Schroeder, who is studying for a doctorate in neuroscience, said during the meeting that many studies link gasoline and diesel fuel fumes to illnesses in humans and animals.
“I am so glad that the board stood behind the constituents and did their due diligence and protected the people of the county,” Linda Arnold, another adjacent homeowner said. “... They fought for the safety of the children and the families.”
Tieman said McEnery was willing to agree to 33 special conditions to mitigate any negative effects the business would have caused.
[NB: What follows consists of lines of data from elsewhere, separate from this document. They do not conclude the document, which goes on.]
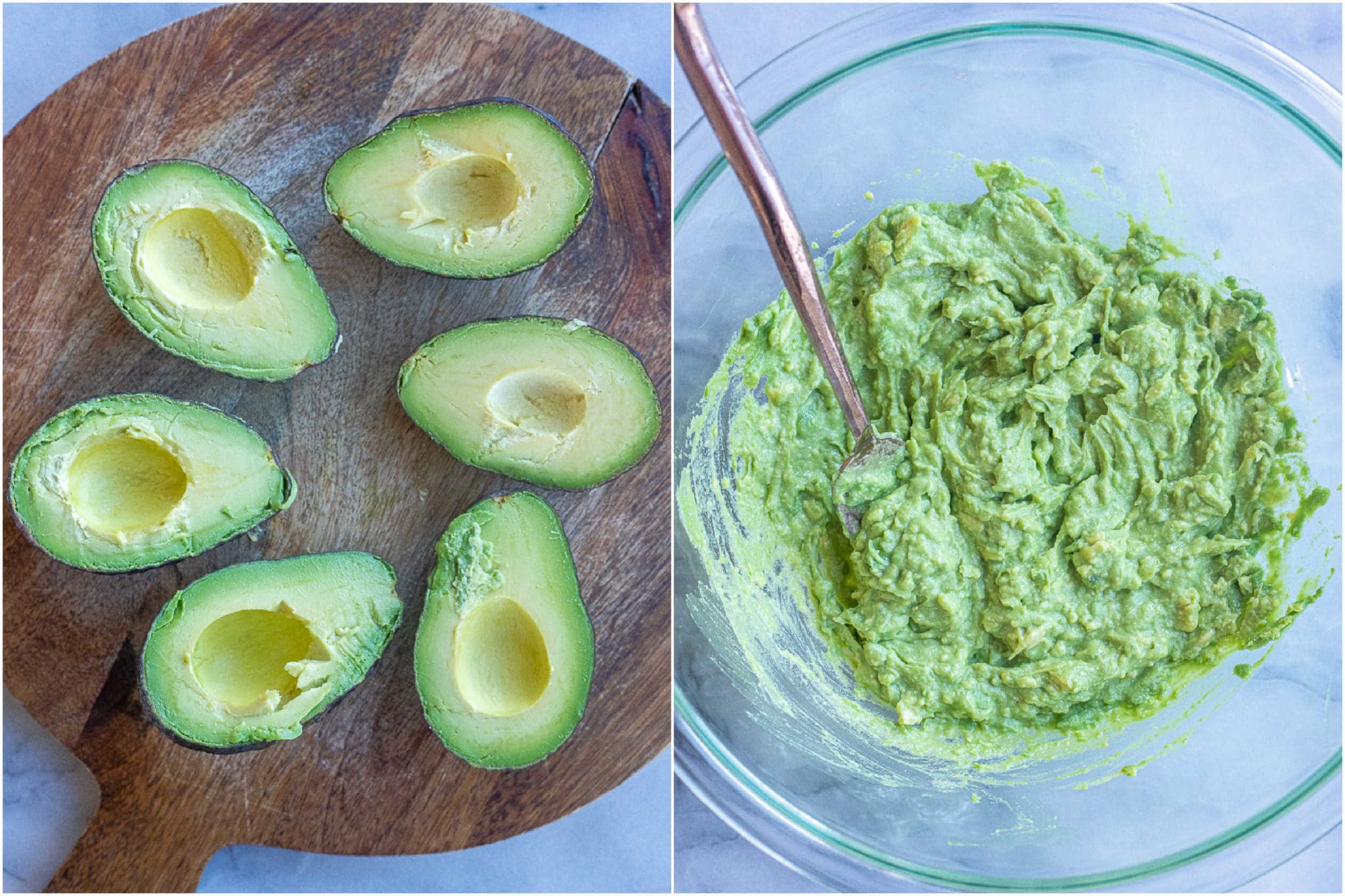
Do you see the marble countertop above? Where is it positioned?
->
[4,3,671,892]
[672,3,1341,893]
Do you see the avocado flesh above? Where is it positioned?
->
[93,161,336,380]
[416,492,593,769]
[9,394,295,572]
[323,99,593,277]
[141,552,402,750]
[397,317,661,489]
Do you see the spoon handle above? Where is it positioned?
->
[674,3,869,439]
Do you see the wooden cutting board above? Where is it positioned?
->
[4,4,671,891]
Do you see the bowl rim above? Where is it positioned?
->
[672,4,1342,891]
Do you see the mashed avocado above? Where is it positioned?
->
[679,163,1327,729]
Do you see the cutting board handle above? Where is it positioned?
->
[46,800,219,893]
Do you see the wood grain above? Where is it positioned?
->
[4,4,671,891]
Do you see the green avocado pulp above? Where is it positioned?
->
[678,163,1327,756]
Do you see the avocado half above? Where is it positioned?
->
[9,393,295,572]
[93,160,338,380]
[416,492,593,769]
[323,98,593,278]
[140,552,402,751]
[397,317,662,489]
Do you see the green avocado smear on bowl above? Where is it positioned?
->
[678,163,1327,755]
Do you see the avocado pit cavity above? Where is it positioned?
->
[485,368,588,438]
[416,154,523,230]
[190,605,331,716]
[453,598,552,716]
[67,431,187,532]
[141,208,261,309]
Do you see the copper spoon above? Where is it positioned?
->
[672,3,904,534]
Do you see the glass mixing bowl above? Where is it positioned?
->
[675,4,1341,891]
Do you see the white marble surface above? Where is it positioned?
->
[674,3,1341,893]
[4,3,671,892]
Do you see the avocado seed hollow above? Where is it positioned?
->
[416,154,523,230]
[191,610,331,716]
[66,431,187,532]
[140,208,261,309]
[452,598,552,716]
[485,368,588,437]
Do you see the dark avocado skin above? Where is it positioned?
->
[397,314,663,498]
[323,96,594,280]
[89,161,339,379]
[5,393,298,576]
The land was zoned for business use before any nearby homes were built, and McEnery could operate a gas station there around the clock, without the car wash or certain other planned features, without requiring any county approval, Tieman said.
But Gigi Schroeder, Cynthia’s mother, said homeowners were told that because the site was split into two lots, nothing big could be built on it.
“We were told it was going to be an office building,” she said.
The land fell into foreclosure and is now owned by Suburban Bank and Trust. McEnery’s purchase of the property was contingent on him getting approval for his project from the county board.
Throughout the county approval process, opponents complained that the business — which was to include a gas station, convenience store, drive-through food window and 150-foot-long car wash — was too big to be near homes.
The county board voted 15 to 10 to deny special-use zoning permits for the car wash and drive-up food service and 21 to 4 against allowing packaged liquor sales at the store.
Board member Chuck Maher (R-Naperville) chose not to vote, saying more information was needed, especially on possible traffic issues. He unsuccessfully recommended that the case go back to the board’s land use committee for more research and that McEnery pay for a traffic study.
Key to the board’s decision was the opposition of board members Dave Izzo (R-Tinley Park) and Jim Moustis (R-Frankfort Township), who represent the area.
Izzo said he agreed with homeowners that more people were using 195th Street, also known as Lakeside Drive, to travel from Harlem Avenue to 80th Avenue and that a gas station/car wash would only increase traffic on that road. He urged the board to reject the zoning permits.
Board member Tom Weigel (R-New Lenox), chairman of the land use committee, also opposed the project, saying there are already three gas station/car washes in that area.
“There may be better uses for this property, which haven’t been thought of by developers,” he said.
Board member Mark Ferry (D-Plainfield Township) said everyone wants to pass a truck or bus that’s spewing diesel fumes on the highway “because of the smell,” but the homeowners adjacent to Lenny’s wouldn’t be able to do that.